5. To plan an adequate balanced diet for the pregnant women.
1.4 SIGNIFICANCE OF STUDY
This research work will focus on the effects' of nutrition in pregnancy among pregnant women in Alimosho Local Government area, the findings will lead to the understanding of the factors that promote successful pregnancy outcome and the extent to which these factors contribute to the welfare of the infants, it will also trace the events of prenatal development that transform sperm and egg into a living breathing human begin. Base on this, the medical institution will derive very useful benefit from the findings of this study and available recommendations will be made. Secondly, this study will show an insight to the limiting factors which act as nutritional deficiency to infants' development and health. The study also highlights the importances of nutrition in pregnancy and how it leads to successful delivery. Finally, this research work will help to generally contribute to existing literature work on nutrition in pregnancy.

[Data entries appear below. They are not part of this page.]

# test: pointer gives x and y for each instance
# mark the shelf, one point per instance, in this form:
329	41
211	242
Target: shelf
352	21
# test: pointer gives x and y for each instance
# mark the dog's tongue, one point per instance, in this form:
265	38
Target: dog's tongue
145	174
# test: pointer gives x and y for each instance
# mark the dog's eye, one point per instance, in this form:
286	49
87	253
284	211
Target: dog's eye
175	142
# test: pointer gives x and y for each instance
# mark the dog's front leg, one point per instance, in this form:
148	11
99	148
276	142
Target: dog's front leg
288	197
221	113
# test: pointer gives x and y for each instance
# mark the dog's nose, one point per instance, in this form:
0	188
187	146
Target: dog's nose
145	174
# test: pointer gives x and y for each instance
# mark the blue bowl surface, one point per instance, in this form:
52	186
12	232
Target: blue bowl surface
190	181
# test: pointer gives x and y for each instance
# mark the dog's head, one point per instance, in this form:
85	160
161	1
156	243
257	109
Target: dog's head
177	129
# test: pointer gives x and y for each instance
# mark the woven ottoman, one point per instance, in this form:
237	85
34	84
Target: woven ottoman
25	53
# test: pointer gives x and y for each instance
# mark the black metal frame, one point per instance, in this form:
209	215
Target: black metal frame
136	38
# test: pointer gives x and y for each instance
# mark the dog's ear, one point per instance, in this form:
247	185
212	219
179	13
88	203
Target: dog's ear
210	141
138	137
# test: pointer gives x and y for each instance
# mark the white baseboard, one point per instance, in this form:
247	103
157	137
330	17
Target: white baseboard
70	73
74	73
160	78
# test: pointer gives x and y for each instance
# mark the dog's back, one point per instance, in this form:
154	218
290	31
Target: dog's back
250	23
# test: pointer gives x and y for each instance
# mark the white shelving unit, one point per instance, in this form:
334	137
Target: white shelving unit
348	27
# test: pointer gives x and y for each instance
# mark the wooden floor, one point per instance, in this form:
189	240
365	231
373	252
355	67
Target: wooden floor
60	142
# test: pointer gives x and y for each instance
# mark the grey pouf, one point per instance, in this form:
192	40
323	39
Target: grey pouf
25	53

1.5 SCOPE AND DELIMITATION OF STUDY
This study is restricted to pregnant women in Alimosho Local Government Area of Lagos State. However, the major limitations of this study are time and financial constraint in carrying out the research.
1.6 DEFINITION OF TERMS
Nutrition: The process by which living things receive the food necessary for them to grow and be healthy.
Pregnancy: The state of being pregnant of a woman or female animal having a baby or young animal developing inside her or its body.
Implication: A possible effect or result of an action or a decision.
Health: The condition of a person's body or mind.
Maternal: having feelings that are typical of a caring mother towards a child.
Child: A young human being who is not yet an adult, an unborn child or three years old.
Hospital: A large building where people who are ill, sick and injured are given medical treatment and care.